Mitral regurgitation is the most common form of valvular imcompetence. About 1 in 5 (20%) of people over 55 years, undergoing an Echocardiogram, have some extent of mitral valve regurgitation.


Mitral Regurgitation [MR] is the abnormal back flow or leaking of blood from the left ventricle to the left atrium through the mitral valve.

This is also called “Mitral Insufficiency”. In this condition mitral valve does not close completely. Similar to Mitral Valve stenosis, regurgitation also increases the size of the left atrium. Untreated MR can also lead to heart failure. Patients are usually asymtpomatic with mild Mitral Regurgitation. Patients with moderate to severe MR have abnormal rhythm problems and shortness of breath.

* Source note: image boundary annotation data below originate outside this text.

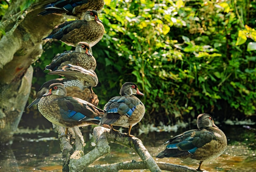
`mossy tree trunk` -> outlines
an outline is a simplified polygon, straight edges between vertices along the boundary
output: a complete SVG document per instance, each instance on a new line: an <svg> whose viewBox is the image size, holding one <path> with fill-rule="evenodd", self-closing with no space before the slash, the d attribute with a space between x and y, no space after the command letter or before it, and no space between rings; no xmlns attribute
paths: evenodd
<svg viewBox="0 0 256 172"><path fill-rule="evenodd" d="M63 16L37 16L49 1L41 0L20 11L24 1L10 4L0 23L0 142L11 138L30 92L30 65L43 53L42 39L63 21ZM29 67L30 66L30 67Z"/></svg>

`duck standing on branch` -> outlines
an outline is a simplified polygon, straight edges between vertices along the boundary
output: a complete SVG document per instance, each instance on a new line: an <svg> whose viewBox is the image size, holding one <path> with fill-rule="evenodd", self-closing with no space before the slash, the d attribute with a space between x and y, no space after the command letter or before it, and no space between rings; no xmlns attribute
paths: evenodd
<svg viewBox="0 0 256 172"><path fill-rule="evenodd" d="M145 106L139 98L133 94L144 96L137 85L126 83L120 89L121 96L110 99L104 107L104 114L99 125L108 124L112 130L119 132L113 125L129 128L127 135L130 134L132 127L141 120L145 114Z"/></svg>
<svg viewBox="0 0 256 172"><path fill-rule="evenodd" d="M57 70L49 72L49 74L58 74L66 78L54 79L43 84L37 92L36 99L27 107L29 108L34 105L37 105L46 93L50 85L54 83L63 84L68 96L75 97L84 100L97 106L98 96L92 90L92 87L95 87L98 83L98 77L94 71L88 70L79 67L68 64L63 67L63 69Z"/></svg>
<svg viewBox="0 0 256 172"><path fill-rule="evenodd" d="M101 39L104 31L97 11L89 10L83 20L65 22L58 25L49 36L43 39L55 39L73 47L80 42L85 42L91 47Z"/></svg>
<svg viewBox="0 0 256 172"><path fill-rule="evenodd" d="M40 113L52 123L66 127L98 125L104 114L103 110L80 98L67 96L64 85L51 85L38 105Z"/></svg>
<svg viewBox="0 0 256 172"><path fill-rule="evenodd" d="M44 70L48 69L51 71L61 69L65 65L70 64L79 66L85 69L94 70L97 65L96 60L89 49L88 43L80 42L76 47L75 50L66 51L56 55Z"/></svg>
<svg viewBox="0 0 256 172"><path fill-rule="evenodd" d="M203 161L213 159L221 155L227 147L227 138L219 129L209 114L202 114L198 117L198 130L185 132L168 140L166 149L156 157L177 157L189 163L199 163L198 171Z"/></svg>
<svg viewBox="0 0 256 172"><path fill-rule="evenodd" d="M99 12L103 8L104 4L104 0L59 0L46 5L45 10L38 15L53 13L80 17L88 9Z"/></svg>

Mitral regurgitation (MR) is one of the most common valve diseases. About 1 in 5 (20%) of all people over 55 years of age, undergoing an echocardiogram, have some extent of mitral valve regurgitation. It occurs in about 5 of 10,000 people in the United States. Mitral Valve prolapse and Myxomatous degeneration are the main cause of MR in the western world unlike the other developing countries where rheumatic heart disease is still the principal cause.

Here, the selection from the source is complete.